Quote from: arpeggio on May 22, 2017, 08:33:44 PM
Please forgive me if someone else has covered this in the above posts.

I am all the time seeing what are your favorite threads.  I would rather read such threads instead of contributing to them.  One of my motives in participating in forums like this is to learn about music and composers that I am unfamiliar with.

For example from reading threads about how bad a composer Cage is I have actually discovered works by Cage that I like.

I do not see how telling everyone that my favorite composer is Mahler expands my knowledge of classical music.

Hi arpeggio.

Look at it like this: if we all had that attitude there would be more or less nothing to read. 😜


Florestan

Music was much more fun, engaging and interesting before the advent of the concert hall and especially of the recording industry.
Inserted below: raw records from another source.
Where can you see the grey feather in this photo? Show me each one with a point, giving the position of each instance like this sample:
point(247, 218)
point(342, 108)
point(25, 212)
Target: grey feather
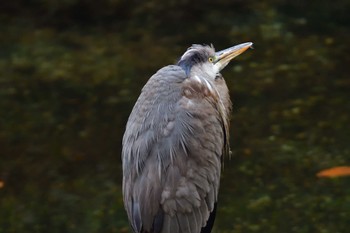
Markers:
point(172, 149)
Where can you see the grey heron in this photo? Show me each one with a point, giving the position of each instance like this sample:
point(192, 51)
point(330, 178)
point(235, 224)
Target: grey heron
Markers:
point(174, 142)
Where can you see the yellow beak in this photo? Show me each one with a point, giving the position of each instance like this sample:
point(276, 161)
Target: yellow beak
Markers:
point(223, 57)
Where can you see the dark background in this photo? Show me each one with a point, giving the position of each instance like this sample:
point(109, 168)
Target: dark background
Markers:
point(71, 70)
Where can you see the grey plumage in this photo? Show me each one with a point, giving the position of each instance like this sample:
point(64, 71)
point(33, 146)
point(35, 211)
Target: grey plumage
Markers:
point(173, 144)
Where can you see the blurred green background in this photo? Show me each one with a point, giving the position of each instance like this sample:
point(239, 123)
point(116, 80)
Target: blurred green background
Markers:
point(71, 70)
Passively listening to music in a stiff and still environment has deprived music of its essentially social and interactive nature and has transformed the educated amateur of yore into a mere consumer of music.
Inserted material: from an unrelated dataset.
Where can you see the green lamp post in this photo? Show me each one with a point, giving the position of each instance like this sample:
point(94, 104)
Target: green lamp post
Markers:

"Beauty must appeal to the senses, must provide us with immediate enjoyment, must impress us or insinuate itself into us without any effort on our part." - Claude Debussy

Madiel

Quote from: Florestan on May 23, 2017, 03:20:06 AM
Music was much more fun, engaging and interesting before the advent of the concert hall and especially of the recording industry. Passively listening to music in a stiff and still environment has deprived music of its essentially social and interactive nature and has transformed the educated amateur of yore into a mere consumer of music.

You know, that is one of the most interesting and thought-provoking unpopular opinions I've seen in a while.
Nobody has to apologise for using their brain.